Planning a Great Future for Your Kids: How to Save for College Today



Do you have a child you want to send to college? Saving for college, even if it’s not for your own child, can be a big responsibility. It is something that should start while the child is young so it doesn’t become too big of a burden several years down the road.

Here are a few tips to help make saving money for college a little easier:

1. Start Early. It’s no secret that college comes right after high school, so it is an expense that can be planned for well in advance. Many people start saving for college soon after a child is born. The earlier you start the better.

2. Open a Tax-Free Account. If you know you will be able to contribute monthly to a college fund, open a tax-free 529 college savings account. Any interest is tax free. In addition, any money you withdraw for school expenses, such textbooks or tuition, will not be charged a penalty. The only requirement for this type of account is a monthly deposit. This can be as low as $50 a month.

3. Open a UPromise Account. This is a painless and free way to save to save for college. Sign up for a UPromise account and receive cash back on many purchases, including online shopping, restaurants, and even trips to your local grocery store. You simply register one or more credit cards with the program and when you use that credit card on qualifying purchases, they credit a percentage of your purchase to your child’s college account.

4. Ask for the Gift that Keeps on Giving. Do relatives and frienda constantly ask what to get your child for birthdays and Christmas? If so, why not ask them to put some money towards the child’s college education? Not many people will turn their nose up at that worthy contribution. This money can add up quickly and can earn interest or other benefits over time, which make it go even further.

5. Pre-Pay When You Can. Some states, like Nebraska, offer residents an education trust account. You must have an initial deposit and make minimum monthly deposits (like the 529 account), but the interest is tax free and you are able to use the money at any state college or university. You also get to lock in the current tuition rate when you sign up. That alone can save you thousands of dollars!
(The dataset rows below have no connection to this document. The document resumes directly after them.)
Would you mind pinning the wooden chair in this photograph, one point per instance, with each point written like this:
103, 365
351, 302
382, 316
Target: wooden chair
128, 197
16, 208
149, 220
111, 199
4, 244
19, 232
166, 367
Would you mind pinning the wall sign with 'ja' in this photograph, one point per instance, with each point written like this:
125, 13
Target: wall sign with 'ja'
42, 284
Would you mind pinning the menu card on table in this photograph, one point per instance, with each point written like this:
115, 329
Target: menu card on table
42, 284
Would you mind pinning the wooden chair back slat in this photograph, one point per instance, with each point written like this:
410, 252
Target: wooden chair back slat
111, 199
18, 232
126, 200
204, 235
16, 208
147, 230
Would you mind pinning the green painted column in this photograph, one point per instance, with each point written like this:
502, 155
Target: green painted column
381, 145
6. Make Targeted Investments. In line with a savings account for college, you can also make targeted investments. This is best done with expert help from an investment firm or a bank. Investments will frequently pay higher interest rates than a savings account. Just periodically place money into the investment fund and watch them multiply over the years. If done early enough and with frequent contributions, the amount can be sizeable once college comes around.

The key to saving money for college is to start saving early and as wisely as possible. With enough future planning and regular contributions to the college fund, there should be a fairly large amount of money readily available when college looms on the horizon of your high school student in the coming years.